Setiap ibadah yang kita laksanakan pasti memiliki nilai tersendiri, dan punya hikmah tersendiri. Lalu, apa hikmah yang tersembunyi dari ibadah puasa kita? Mungkin sebagian dari anda ada yang menjawab untuk merasakan penderitaan orang yang miskin yang tidak bisa makan. Nah, sekarang hapuslah jawaban yang seperti itu, jawaban seperti itu sudah tidak berlaku lagi di zaman seperti ini. Kenapa? Pertama, apakah orang yang miskin bisa menikmati barang yang mewah? Apakah orang miskin bisa merasakan tidur di ranjang yang empuk, kemana-mana menggunakan kendaraan pribadi dan supir pribadi, dan punya televisi untuk mereka tonton selagi menunggu azan? Karena itulah, hapuslah jawaban “puasa untuk merasakan bagaimana rasanya menjadi orang miskin”. Munafik jika ada orang yang bilang seperti itu. Meskipun puasa ribuan tahun pun kita tak akan pernah merasakan penderitaan orang yang miskin. Jadi, apa hikmah dan pelajaran yang bisa kita ambil dari ibadah puasa? Yaitu pelajaran kesabaran. Allah menyuruh kita untuk berpuasa untuk menguji kesabaran kita. Sampai dimana kita bisa sabar menunggu datangnya waktu berbuka. Sampai di mana kita sabar demi ibadah yang langsung ditujukan kepada Allah. Dan akhirnya terbukti, banyak di antara kita yang tidak mampu bersabar. Apa buktinya? Saat ramadhan, di siang hari ternyata masih banyak rumah makan yang penuh pembeli. Hanya saja, bedanya dengan hari-hari biasa mereka makan sambil sembunyi-sembunyi. Mereka takut orang lain melihat mereka, tapi na’uzubillah mereka tidak takut bahwa Allah melihat mereka.

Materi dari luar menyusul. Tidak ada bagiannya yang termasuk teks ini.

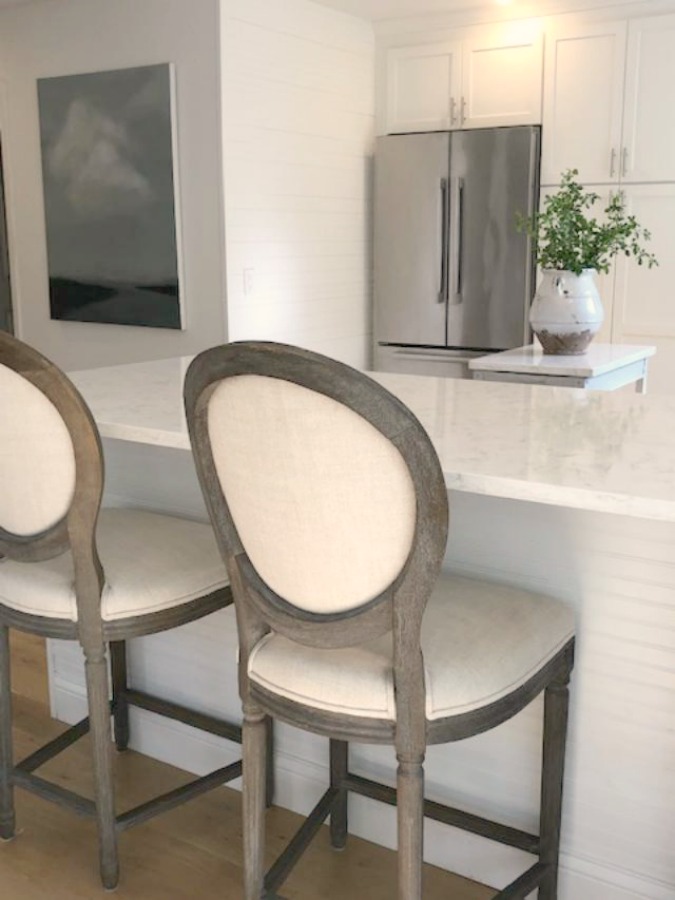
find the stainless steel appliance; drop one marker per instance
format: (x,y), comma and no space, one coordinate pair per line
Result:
(453,276)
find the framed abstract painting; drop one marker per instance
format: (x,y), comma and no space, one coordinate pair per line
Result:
(108,166)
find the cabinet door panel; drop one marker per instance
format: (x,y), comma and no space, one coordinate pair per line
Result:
(583,95)
(649,123)
(644,309)
(502,78)
(421,85)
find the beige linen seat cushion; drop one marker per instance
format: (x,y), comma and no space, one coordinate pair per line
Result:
(480,641)
(151,562)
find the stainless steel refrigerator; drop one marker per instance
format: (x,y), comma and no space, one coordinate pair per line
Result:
(453,276)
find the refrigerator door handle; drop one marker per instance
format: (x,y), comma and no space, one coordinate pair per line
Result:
(456,238)
(445,276)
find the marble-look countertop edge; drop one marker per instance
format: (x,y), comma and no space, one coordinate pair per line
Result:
(562,496)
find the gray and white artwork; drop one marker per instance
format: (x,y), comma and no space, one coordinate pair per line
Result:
(107,164)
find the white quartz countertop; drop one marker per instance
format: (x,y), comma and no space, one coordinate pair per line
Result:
(597,360)
(598,451)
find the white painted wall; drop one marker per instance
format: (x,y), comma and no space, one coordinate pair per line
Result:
(617,574)
(72,36)
(298,126)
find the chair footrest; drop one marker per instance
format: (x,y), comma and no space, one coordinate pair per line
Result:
(54,792)
(203,721)
(53,748)
(523,886)
(449,815)
(171,799)
(284,863)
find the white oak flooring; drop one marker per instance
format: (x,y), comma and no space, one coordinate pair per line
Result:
(192,853)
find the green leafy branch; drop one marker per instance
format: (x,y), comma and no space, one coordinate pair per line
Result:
(567,237)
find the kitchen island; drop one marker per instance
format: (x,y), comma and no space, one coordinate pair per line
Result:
(556,489)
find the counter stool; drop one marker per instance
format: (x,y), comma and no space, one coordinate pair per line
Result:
(330,507)
(154,572)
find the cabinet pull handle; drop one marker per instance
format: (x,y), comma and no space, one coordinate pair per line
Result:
(453,111)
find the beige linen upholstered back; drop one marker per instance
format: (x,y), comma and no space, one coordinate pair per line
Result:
(37,461)
(323,503)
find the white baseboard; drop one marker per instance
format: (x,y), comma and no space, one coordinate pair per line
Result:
(300,783)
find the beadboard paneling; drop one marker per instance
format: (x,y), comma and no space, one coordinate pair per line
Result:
(298,125)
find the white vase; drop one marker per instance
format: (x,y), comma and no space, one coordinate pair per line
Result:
(566,312)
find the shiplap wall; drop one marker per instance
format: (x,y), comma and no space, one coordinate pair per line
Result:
(616,572)
(298,126)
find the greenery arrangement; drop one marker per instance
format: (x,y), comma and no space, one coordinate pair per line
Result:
(567,238)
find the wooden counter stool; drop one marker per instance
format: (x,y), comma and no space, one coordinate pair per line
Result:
(154,572)
(330,507)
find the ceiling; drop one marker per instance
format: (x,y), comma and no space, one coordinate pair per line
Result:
(386,9)
(377,10)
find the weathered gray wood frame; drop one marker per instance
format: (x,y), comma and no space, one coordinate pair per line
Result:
(398,609)
(76,533)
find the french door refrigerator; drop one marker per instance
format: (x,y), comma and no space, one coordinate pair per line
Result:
(453,278)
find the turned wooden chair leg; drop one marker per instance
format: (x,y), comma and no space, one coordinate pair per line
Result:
(101,744)
(120,706)
(556,701)
(269,768)
(410,802)
(254,791)
(7,817)
(339,765)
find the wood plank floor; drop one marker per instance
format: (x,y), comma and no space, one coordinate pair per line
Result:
(192,853)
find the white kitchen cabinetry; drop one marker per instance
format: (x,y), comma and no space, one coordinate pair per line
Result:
(604,94)
(583,100)
(487,77)
(644,305)
(423,87)
(648,146)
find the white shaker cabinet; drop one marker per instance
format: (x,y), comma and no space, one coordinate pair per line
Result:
(605,102)
(583,101)
(502,77)
(648,146)
(485,77)
(423,87)
(644,301)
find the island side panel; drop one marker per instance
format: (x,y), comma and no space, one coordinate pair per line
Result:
(619,576)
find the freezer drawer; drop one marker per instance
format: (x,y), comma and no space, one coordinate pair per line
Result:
(413,361)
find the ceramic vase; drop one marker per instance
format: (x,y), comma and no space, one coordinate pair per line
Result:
(566,312)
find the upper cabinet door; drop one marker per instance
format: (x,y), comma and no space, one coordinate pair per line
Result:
(583,99)
(502,77)
(648,151)
(423,87)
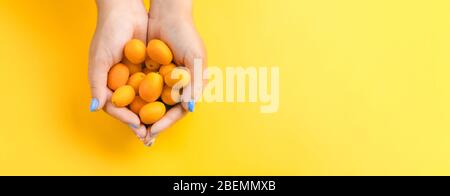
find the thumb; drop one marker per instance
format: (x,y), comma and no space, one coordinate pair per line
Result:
(98,73)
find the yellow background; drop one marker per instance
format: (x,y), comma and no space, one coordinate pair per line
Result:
(364,90)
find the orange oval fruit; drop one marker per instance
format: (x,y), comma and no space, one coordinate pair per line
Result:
(137,104)
(177,78)
(151,65)
(135,51)
(169,96)
(123,96)
(152,112)
(165,69)
(158,51)
(134,68)
(146,70)
(118,76)
(151,87)
(135,80)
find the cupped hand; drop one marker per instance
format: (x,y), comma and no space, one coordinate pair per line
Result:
(118,22)
(171,21)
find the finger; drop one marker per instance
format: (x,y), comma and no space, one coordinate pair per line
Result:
(170,118)
(127,117)
(141,32)
(98,73)
(191,93)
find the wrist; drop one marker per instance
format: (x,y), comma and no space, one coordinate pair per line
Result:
(171,9)
(122,5)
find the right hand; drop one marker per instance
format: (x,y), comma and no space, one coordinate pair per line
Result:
(118,22)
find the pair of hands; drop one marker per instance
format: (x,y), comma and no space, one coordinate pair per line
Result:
(121,20)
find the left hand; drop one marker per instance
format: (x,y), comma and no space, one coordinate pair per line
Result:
(171,21)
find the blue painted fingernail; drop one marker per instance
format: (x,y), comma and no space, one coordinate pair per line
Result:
(133,126)
(191,105)
(94,105)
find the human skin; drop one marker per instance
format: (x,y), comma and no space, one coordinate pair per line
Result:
(122,20)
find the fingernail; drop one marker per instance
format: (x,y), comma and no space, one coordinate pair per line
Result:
(151,142)
(191,105)
(133,126)
(94,105)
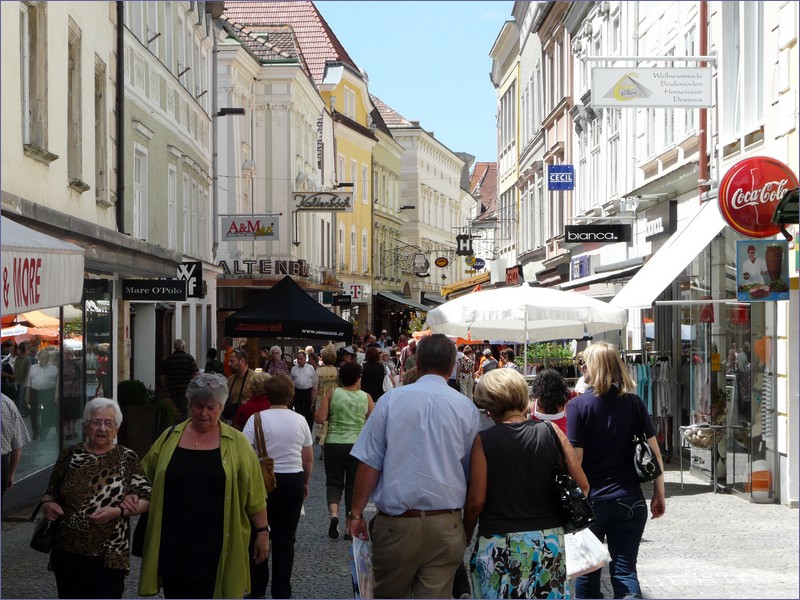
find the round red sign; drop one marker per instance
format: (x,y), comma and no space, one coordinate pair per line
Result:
(750,191)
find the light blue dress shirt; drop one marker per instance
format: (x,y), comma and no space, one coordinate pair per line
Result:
(419,437)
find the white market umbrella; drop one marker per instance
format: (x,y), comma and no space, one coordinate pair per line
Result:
(524,314)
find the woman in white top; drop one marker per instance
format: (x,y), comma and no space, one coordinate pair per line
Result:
(288,442)
(41,394)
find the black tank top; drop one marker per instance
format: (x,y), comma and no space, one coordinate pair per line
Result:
(520,494)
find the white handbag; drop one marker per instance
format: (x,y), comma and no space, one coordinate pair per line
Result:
(584,552)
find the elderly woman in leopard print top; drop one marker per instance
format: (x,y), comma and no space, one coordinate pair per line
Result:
(101,485)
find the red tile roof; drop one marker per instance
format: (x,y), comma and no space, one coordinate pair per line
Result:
(483,185)
(391,117)
(317,41)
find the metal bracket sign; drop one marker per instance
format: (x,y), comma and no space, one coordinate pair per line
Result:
(323,202)
(560,178)
(249,228)
(154,290)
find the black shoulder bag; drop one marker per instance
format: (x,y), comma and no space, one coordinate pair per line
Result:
(137,539)
(645,462)
(44,534)
(575,508)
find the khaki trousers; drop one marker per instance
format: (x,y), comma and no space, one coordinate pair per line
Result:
(417,556)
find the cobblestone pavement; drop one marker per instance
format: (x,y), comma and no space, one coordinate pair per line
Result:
(706,546)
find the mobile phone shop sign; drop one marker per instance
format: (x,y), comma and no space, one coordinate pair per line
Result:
(154,290)
(621,87)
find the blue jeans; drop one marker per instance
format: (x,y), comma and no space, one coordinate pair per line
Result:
(621,523)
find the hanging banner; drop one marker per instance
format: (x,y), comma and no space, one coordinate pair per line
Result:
(633,87)
(249,228)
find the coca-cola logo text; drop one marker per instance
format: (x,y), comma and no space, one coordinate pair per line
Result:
(749,193)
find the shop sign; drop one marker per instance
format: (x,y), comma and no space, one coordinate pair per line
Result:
(154,290)
(600,234)
(249,228)
(560,178)
(341,300)
(323,202)
(192,273)
(250,267)
(762,270)
(750,192)
(632,87)
(464,244)
(514,275)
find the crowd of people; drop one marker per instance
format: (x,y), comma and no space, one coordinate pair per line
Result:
(398,427)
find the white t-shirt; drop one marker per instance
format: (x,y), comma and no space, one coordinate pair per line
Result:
(755,269)
(286,433)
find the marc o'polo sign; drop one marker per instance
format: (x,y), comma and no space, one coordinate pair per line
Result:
(154,290)
(597,234)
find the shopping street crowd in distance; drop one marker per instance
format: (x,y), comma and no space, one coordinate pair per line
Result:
(246,447)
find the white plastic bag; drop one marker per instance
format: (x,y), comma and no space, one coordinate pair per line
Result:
(585,553)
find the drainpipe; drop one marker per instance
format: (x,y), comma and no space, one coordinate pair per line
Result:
(703,186)
(120,124)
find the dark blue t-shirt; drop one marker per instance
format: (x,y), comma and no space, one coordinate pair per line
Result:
(603,426)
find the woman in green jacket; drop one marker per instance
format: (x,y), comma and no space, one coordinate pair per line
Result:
(207,493)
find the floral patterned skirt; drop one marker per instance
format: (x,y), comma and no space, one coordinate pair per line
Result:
(524,564)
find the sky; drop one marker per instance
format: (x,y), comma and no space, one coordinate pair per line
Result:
(430,62)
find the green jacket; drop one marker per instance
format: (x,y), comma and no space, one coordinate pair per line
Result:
(244,495)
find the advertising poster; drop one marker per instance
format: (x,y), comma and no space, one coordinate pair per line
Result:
(762,270)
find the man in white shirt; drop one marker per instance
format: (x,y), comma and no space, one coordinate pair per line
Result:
(753,269)
(306,384)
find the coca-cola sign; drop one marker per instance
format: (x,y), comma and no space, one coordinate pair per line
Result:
(749,193)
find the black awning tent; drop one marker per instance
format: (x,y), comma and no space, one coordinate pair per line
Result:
(286,310)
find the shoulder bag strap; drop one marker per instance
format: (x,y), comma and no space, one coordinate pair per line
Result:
(67,461)
(261,446)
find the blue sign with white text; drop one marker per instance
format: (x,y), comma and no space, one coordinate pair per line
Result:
(560,178)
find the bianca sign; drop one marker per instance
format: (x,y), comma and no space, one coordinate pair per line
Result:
(750,192)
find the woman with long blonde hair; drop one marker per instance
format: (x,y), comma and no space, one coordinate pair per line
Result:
(600,425)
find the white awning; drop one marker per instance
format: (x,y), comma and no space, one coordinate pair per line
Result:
(39,271)
(671,259)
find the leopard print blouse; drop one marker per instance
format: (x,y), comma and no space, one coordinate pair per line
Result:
(93,481)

Nah, sekarang coba kita bandingkan kembali orang yang berpuasa, orang yang menjalankan diet, dan orang yang tidak bisa makan karena kemiskinannya. Apakah orang yang diet punya batasan waktu berpuasa? Tidak, mereka bisa berbuka kapan saja. Apakah orang yang miskin punya aturan berpuasa? Tidak, mereka punya aturan tersendiri, tidak ada uang tidak makan. Dan yang terakhir, apakah orang yang diet dan orang yang memang tidak bisa makan punya nilai ibadah dan hikmah tersendiri saat mereka tidak makan? Ternyata, untuk tidak makan saja ada aturannya dalam islam.